The present disclosure relates to a wavelength tunable laser module and a method of controlling a wavelength of the wavelength tunable laser module.
With an increase in amount of information communication, optical signals are demanded to be multiplexed with narrower wavelength spacing in a wavelength division multiplexing (WDM) communication field in which a plurality of optical signals having different wavelengths are multiplexed and transmitted simultaneously in a single optical fiber. For multiplexing the optical signals with narrower wavelength spacing, it is necessary to highly accurately control a wavelength of laser light emitted from a laser element as a signal.
In recent years, what is called a flexible grid method is introduced into the frequency spacing of laser light to efficiently use an optical transmission wavelength bandwidth instead of a common fixed grid method in which the frequency spacing is fixed to 25 GHz or 50 GHz. The flexible gird method allows wavelengths to be arranged randomly with different frequency spacing.
It has been examined to utilize a semiconductor laser module using an etalon filter for communication employing the flexible grid method. The etalon filter has a wavelength transmission characteristic changeable by controlling a temperature thereof. The semiconductor laser module using the etalon filter splits a part of laser light emitted from a semiconductor laser element to the etalon filter and controls a temperature of the semiconductor laser element on the basis of power of the split light transmitted by the etalon filter, thereby controlling the wavelength of laser light emitted from the semiconductor laser element. The etalon filter has a periodic wavelength transmission characteristic. The periodic wavelength transmission characteristic is shifted in a wavelength direction depending on the temperature of the etalon filter. As a result, the semiconductor laser module using the etalon filter may control laser light emitted therefrom such that laser light has desirable wavelength and power. For example, refer to Japanese Patent Application Laid-open No. 2012-33895.

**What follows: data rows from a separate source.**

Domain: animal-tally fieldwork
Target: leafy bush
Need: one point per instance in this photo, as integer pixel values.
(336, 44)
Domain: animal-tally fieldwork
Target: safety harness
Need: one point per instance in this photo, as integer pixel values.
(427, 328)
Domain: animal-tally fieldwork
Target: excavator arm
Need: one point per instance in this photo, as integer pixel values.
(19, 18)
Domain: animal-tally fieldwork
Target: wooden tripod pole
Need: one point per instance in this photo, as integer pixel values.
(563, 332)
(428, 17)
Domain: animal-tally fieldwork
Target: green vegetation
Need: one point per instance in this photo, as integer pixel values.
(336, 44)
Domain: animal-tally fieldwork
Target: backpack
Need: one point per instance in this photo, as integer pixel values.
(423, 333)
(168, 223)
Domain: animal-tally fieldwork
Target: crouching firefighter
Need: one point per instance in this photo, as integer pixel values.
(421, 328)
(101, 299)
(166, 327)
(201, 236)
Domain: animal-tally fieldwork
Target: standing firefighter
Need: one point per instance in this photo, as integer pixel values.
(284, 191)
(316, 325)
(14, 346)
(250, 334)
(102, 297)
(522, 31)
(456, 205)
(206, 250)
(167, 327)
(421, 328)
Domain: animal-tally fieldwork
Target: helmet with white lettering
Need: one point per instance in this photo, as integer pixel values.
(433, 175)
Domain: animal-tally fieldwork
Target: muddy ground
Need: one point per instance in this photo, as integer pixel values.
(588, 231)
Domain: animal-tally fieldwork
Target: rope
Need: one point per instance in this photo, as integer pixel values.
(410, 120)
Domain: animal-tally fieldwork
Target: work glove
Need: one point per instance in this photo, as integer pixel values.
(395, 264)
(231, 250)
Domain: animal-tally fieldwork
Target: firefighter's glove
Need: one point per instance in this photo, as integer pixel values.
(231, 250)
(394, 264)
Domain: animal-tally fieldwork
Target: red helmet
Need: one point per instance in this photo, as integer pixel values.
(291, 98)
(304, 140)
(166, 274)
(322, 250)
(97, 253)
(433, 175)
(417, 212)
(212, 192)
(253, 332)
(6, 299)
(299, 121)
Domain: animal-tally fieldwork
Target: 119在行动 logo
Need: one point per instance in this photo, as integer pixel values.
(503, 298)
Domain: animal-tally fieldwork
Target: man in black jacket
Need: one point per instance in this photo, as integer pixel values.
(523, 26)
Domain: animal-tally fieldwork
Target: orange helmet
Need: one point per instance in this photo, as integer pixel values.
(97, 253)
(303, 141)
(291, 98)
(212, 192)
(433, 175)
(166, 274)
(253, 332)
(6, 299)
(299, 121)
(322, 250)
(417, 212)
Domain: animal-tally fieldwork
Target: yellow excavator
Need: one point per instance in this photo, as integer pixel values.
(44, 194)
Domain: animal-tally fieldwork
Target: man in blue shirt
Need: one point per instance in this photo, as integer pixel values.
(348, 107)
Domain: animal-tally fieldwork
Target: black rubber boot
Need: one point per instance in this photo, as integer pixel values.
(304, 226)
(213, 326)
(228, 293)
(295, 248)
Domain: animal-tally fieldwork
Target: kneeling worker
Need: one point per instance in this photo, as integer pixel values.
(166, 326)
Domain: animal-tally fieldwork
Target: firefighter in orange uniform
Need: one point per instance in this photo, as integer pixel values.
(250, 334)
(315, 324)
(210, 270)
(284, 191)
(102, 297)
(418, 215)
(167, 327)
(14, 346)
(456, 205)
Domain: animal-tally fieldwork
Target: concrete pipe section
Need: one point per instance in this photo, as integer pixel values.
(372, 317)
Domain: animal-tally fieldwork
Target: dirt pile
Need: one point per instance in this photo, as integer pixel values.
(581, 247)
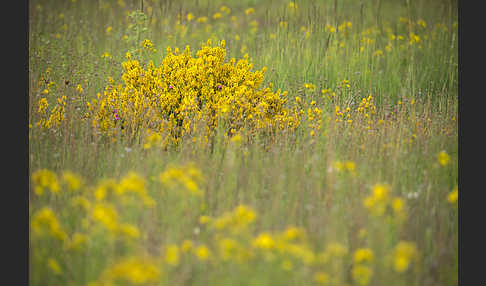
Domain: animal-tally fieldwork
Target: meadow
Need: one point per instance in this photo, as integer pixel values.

When the flexible grid method is achieved on the basis of the extension of the related technique, the flexible grid method has a limit. For example, when the whole of C-band is covered by channels based on a common frequency grid with 50 GHz spacing, the number of channels is approximately 100. When the related technique is simply extended to a frequency grid with spacing of 0.1 GHz, which is an example of the grid spacing of the wavelength tunable laser module for providing the flexible grid method, the number of channels is approximately 50,000, which is 500 times of that of the 50 GHz grid. It is, however, not practical, from mass production and cost viewpoints, that calibration is performed on all of the approximately 50,000 channels and laser driving conditions and control target values as the results of the calibration are stored in a memory.